Possible explanation
- This can happen when there are inf or nan values in the data
- This might also happen due to resources issues - a thread corruption or memory corruption
- A comprehensive explanation;
One step of the summary imputation, the computation of snp covariance matrix inverse, is performed via singular value decomposition (SVD). Numerical solutions to the SVD algorithm are not guaranteed to converge, and fail on some regions. When this happens, unmeasured zscores will not be present in the imputation output, thus they are not the ones with zscore=NA. This is undesirable but expected, given the nature of the data.
Now, the case with zscore=NA is trickier. It corresponds to regions where the SVD algorithm did converge, but the covariance inverse is filled with NaN (not-a-number) values. The warnings are emitted when pvalues are computed from an array of zscores that contain NaN values; again, this is undesirable but expected.
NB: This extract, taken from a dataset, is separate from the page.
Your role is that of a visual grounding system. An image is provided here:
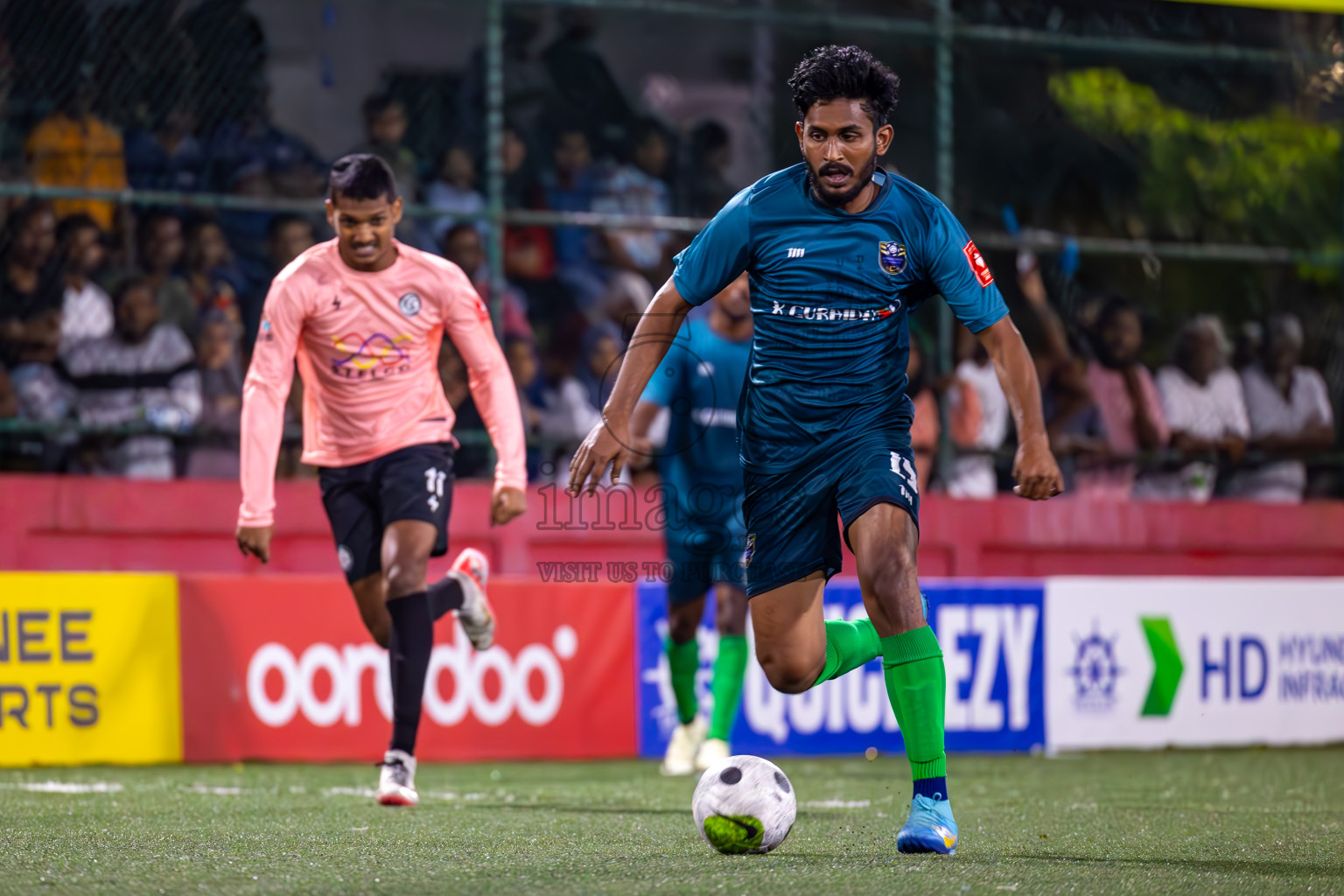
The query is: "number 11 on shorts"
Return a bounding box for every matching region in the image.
[891,452,920,499]
[424,466,447,512]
I found this a bit dependent on the underlying numerical libraries sitting beneath python’s numpy (BLAS and LAPACK).
There are some improvements to be done, as sometimes only a portion of the matrix is NaN and working on the well-defined subset of variants should be viable (alas, we didn’t have time to implement this).
The post-process script is a mere tidy-up step, gathering entries from the original, unimputed snps from the GWAS and imputed snps.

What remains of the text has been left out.